Shopping for a monitor can be a difficult undertaking. There are so many types with different, potentially confusing specs that it can give you a bigger headache than using one with a low refresh rate — a very real issue. There’s a treasure trove of information we’ve learned over the years when it comes to buying monitors, and we’re sharing that here with you in the interest of helping you find the best monitor to purchase.
It can be tempting to buy a familiar brand or what you perceive as the “best” picture when buying a monitor. But there are far more features that monitors offer and parameters that they offer within, so much so that it’s almost similar to buying the right TV for your home. The most expensive monitor may not be right for you, either, and cheaper screens may not have what you’re looking for. You’ll need to keep these things in mind when looking for a monitor, especially if you have a specific use case planned for your new screen.

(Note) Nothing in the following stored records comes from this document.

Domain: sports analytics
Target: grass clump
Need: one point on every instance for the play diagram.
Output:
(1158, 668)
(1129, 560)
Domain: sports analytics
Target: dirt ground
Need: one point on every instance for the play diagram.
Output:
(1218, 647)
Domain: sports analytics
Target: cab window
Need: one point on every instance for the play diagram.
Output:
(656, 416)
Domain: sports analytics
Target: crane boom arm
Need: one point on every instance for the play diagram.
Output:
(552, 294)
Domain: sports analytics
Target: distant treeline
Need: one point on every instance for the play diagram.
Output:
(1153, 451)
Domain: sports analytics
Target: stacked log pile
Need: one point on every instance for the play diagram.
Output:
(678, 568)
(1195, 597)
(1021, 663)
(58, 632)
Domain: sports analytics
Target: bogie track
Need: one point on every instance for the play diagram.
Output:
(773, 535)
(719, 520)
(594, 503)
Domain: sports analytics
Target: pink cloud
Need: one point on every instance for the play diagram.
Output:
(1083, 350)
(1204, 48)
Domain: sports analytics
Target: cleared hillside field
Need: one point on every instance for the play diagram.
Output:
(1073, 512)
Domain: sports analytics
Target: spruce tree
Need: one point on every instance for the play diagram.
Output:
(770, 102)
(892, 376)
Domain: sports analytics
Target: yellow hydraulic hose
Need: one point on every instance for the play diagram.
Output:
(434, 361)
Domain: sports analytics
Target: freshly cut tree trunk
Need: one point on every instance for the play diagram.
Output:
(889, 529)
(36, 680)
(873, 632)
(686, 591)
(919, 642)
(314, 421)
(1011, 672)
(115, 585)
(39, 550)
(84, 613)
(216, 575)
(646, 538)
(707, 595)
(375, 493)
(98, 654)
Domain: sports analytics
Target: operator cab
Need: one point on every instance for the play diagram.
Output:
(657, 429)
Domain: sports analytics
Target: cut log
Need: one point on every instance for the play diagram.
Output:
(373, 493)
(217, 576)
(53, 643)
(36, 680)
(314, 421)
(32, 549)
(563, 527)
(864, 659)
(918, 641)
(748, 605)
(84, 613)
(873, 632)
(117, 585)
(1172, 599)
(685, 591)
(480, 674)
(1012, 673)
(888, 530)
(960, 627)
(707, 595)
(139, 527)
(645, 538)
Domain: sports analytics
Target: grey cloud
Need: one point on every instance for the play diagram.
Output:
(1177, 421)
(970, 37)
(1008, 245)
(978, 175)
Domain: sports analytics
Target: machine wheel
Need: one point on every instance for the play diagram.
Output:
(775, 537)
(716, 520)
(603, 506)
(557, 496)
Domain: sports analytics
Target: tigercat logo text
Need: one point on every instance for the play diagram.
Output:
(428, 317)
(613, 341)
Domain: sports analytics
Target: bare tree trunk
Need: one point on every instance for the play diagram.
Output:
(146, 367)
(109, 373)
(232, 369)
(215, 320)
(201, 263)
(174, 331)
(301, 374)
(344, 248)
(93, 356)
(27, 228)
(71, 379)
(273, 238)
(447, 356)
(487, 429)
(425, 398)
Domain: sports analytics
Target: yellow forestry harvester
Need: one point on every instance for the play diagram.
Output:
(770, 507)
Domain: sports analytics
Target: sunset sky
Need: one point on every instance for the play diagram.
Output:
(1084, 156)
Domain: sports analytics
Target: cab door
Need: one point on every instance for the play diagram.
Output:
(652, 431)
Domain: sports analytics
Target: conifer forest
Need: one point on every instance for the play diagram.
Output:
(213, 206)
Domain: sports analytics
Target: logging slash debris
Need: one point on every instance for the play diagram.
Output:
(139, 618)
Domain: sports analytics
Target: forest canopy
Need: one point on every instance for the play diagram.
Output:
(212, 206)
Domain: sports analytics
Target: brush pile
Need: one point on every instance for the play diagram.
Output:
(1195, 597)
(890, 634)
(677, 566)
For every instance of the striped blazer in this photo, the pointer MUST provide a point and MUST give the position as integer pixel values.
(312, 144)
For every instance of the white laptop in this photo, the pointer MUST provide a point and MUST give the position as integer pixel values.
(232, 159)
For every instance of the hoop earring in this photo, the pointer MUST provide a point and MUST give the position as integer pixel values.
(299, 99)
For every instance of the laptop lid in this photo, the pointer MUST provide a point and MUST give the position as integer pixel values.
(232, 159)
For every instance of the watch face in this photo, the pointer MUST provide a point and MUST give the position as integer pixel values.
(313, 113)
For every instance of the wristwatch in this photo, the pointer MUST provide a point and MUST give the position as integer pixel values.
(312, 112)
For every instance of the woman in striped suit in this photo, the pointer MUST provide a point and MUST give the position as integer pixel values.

Reduce blur by choosing a monitor with a shorter response time. Response time refers to the time it takes for your monitor to shift from one color to another. This is generally measured in terms of milliseconds (ms). Typically, you’ll see an average of 10 to 15ms, with LCD screens shaving a few seconds off of that time. In general, buy a monitor with a shorter response time if you’re looking to lessen motion blur. This can occur even if you’re just watching your favorite Netflix series or YouTube video, but it’s a major concern for anyone looking to do some hardcore gaming. You’ll see smoother, sharper motion and most importantly, less ghosting, where objects can appear twice on one screen.